New emergency department (ED) data has reinforced the strong prevalence of takeaway alcohol consumption among patients requiring hospital treatment after drinking in Melbourne, particularly in suburban areas of the city.
The findings from St. Vincent’s Hospital and Monash Health hospitals (Clayton, Casey and Dandenong) are part of the Driving Change project, which asks all adults who present to the ED whether they drank alcohol before their attendance, where they bought the alcohol, and the location of the last drink.
Figures from St. Vincent’s Hospital, obtained between September and November last year, show that one in five patients (20%) attending the ED who had reported consuming alcohol in the preceding 12 hours had purchased their alcohol from packaged liquor outlets such as bottle shops. At Monash Health hospitals, data obtained during July and September last year show more than half of patients (55%) attending the ED who reported consuming alcohol in the preceding 12 hours had purchased their alcohol from packaged liquor outlets. The actual figures are likely to be higher with a significant additional proportion of patients indicating they were unsure of, or failing to disclose, the location from where they had purchased their alcohol.
With significant social distancing provisions currently in place and opportunities to consume alcohol in licensed premises curtailed as part of official responses to COVID-19, the data is a timely reminder of the need to enforce responsible retail and marketing practices and promote healthy behaviours associated with takeaway alcohol.
ACEM President Dr John Bonning said: “Consistently in recent years we have seen that a large proportion of people attending the ED for alcohol-associated issues have purchased most of their alcohol from packaged liquor outlets.”
“With large numbers of people now spending more time at home, the last thing our communities and frontline healthcare workers need is an increase in otherwise-avoidable alcohol-associated presentations at emergency departments.

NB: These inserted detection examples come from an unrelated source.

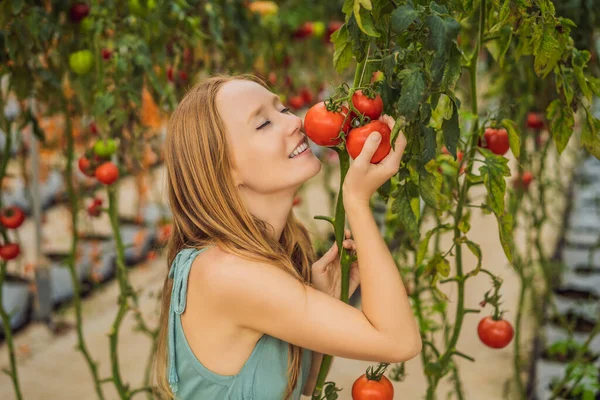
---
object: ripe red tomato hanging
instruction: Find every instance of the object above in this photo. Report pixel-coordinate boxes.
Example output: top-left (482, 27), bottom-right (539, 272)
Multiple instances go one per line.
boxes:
top-left (352, 90), bottom-right (383, 121)
top-left (477, 316), bottom-right (515, 349)
top-left (0, 206), bottom-right (25, 229)
top-left (0, 243), bottom-right (21, 261)
top-left (483, 128), bottom-right (510, 156)
top-left (346, 120), bottom-right (392, 164)
top-left (352, 369), bottom-right (394, 400)
top-left (304, 101), bottom-right (350, 146)
top-left (96, 162), bottom-right (119, 185)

“Despite lockdown conditions, emergency clinicians are still seeing tragic cases of alcohol-related harm presenting to EDs. People are stressed and anxious, and what we don’t want to see is people using excessive amounts of alcohol, often delivered straight to their doors, to try and relieve that stress. It’s not healthy and can lead to serious short and long-term consequences.
“We are concerned that online platforms may inadvertently promote binge drinking, and there’s the added risk that intoxicated people make poor decisions about social distancing.

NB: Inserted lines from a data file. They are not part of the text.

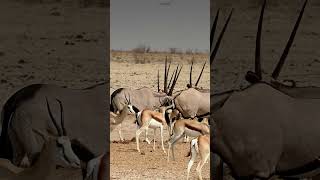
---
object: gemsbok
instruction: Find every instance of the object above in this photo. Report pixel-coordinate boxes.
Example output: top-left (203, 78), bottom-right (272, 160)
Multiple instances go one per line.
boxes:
top-left (128, 96), bottom-right (174, 153)
top-left (168, 119), bottom-right (210, 162)
top-left (0, 83), bottom-right (108, 165)
top-left (0, 98), bottom-right (80, 167)
top-left (84, 153), bottom-right (110, 180)
top-left (210, 0), bottom-right (320, 179)
top-left (111, 58), bottom-right (182, 141)
top-left (187, 134), bottom-right (210, 180)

“In the current environment, our emergency departments and hospitals need to maintain focus on the ongoing planning and response to COVID-19, as well as providing ongoing care to seriously ill and injured patients.
“In addition to the risks to individuals and the additional burden on healthcare systems as a result of excessive alcohol consumption, ED staff are also exposed to violence and threats from intoxicated patients. This is something that is completely unacceptable at the best of times, and particularly so now given the current stresses and challenges we are all facing.
“ACEM has long advocated for evidence-based measures such as price, availability and access restrictions, to ensure the alcohol industry is held to account and adopts responsible retail and marketing practices to limit excessive purchases and consumption of alcohol.
“ACEM supports the advocacy efforts of partner groups such as The Foundation for Alcohol Research and Education (FARE) and the Alcohol Policy Coalition, which call for better government regulation of the alcohol industry and alcoholic products, including meaningful action on aggressive marketing practices.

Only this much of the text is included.